Comme d’autres exilés juifs d’Europe Centrale, Manès Sperber veut comprendre les racines psychiques du nazisme. Tandis que Wilhelm Reich tente d’expliquer la psychologie de masses du fascisme, Erich Fromm la peur de la liberté, et Theodor Adorno — avec l’aide de Max Horkheimer et Herbert Marcuse — la personnalité autoritaire, Sperber explore les bases psychologiques de la tyrannie.
Rédigé à Vienne en 1937, au moment où, écoeuré par les procès staliniens, il rompt avec le parti communiste, l’essai Zur Analyse der Tyrannis se propose, à partir de la psychologie adlérienne, de comprendre l’adhésion de tant d’individus en Europe à des régimes à vocation totalitaire — comme l’Allemagne hitlérienne. Rejetant les théories psychologiques inspirées par Gustave Le Bon qui considèrent les masses comme nécessairement vouées à l’irrationalité, Sperber essaie de rendre compte des mécanismes qui ont permis à des pouvoirs tyranniques modernes de gagner un large soutien populaire. Le démagogue promet aux atomes égoïstes qui composent la masse le retour à l’enfance grâce au manque de responsabilité. Il joue aussi sur leur besoin magique d’un sauveur suprême, d’un dieu sur terre, surtout en temps de crise. D’autre part, ce n’est pas un hasard si les tyrannies modernes se sont établies surtout dans les pays qui n’ont obtenu leur unité nationale que tardivement : les projets de domination mondiale sont une surcompensation pour des sentiments d’infériorité nationale [8].

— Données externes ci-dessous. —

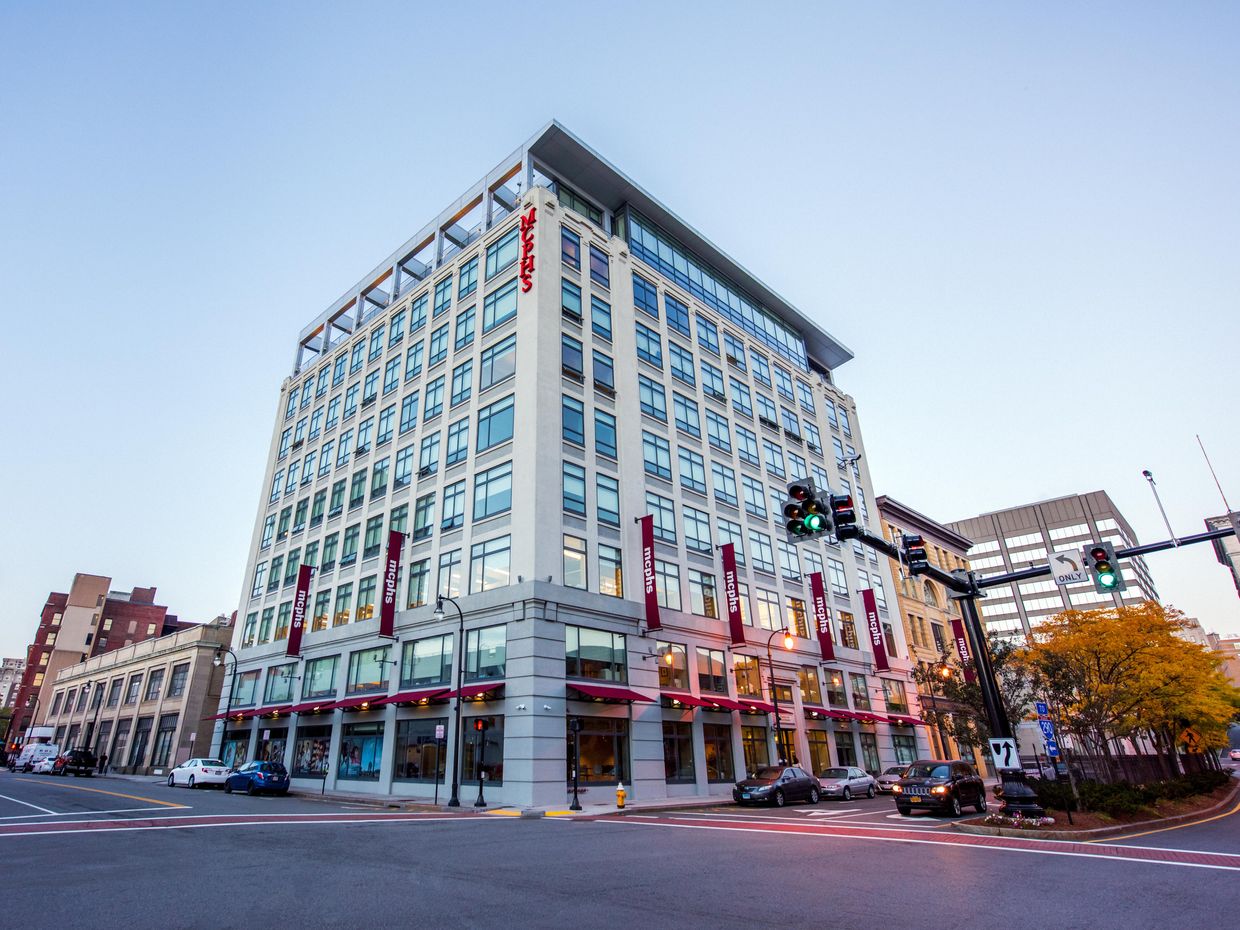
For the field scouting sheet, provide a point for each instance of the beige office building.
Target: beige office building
(144, 703)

Peu après, en 1938, Sperber rejoint Willi Münzenberg, Arthur Koestler et d’autres amis pour créer une revue socialiste indépendante, Die Zukunft (L’Avenir), qui n’aura qu’une existence éphémère (jusqu’à 1939). Il poursuit, dans des articles fort intéressants dans cette revue, sa recherche sur les dimensions psychologiques du fascisme. Dans un texte intitulé « Le temps de l’avilissement » (”Zeit der Erniedrigung“) il examine le syndrome d’angoisse crée par la terreur totalitaire, « l’effet d’avilissement », « cette dépravation du caractère à laquelle tout un peuple a été soumis pendant le Troisième Reich », cet « étrange éloignement vis-à-vis de soi-même qui est la maladie des masses confrontées à la tyrannie. » La terreur finit par être intériorisée : « L’horreur produite systématiquement par les oppresseurs, une fois libérée, pénètre dans le système de la conscience et de l’inconscient. Elle crée de nouveaux automatismes, de nouveaux comportements qui permettent aux opprimés de s’adapter à la pression constante. Cette peur devient familière, l’angoisse névrotique des masses » [9]. Walter Benjamin et Manès Sperber ont essayé, chacun à sa manière, de lutter avec leur plume et leurs idées, contre le Troisième Reich. Ils ont prévu ou analysé les dangers que représentait le nazi-fascisme pour les peuples européens. Mais aucun des deux, juifs assimilés de culture allemande, n’a perçu le danger que constituait le Troisième Reich pour l’existence même des juifs d’Europe. C’était le point aveugle, l’impensable, l’impensé de cette remarquable culture juive d’Europe Centrale.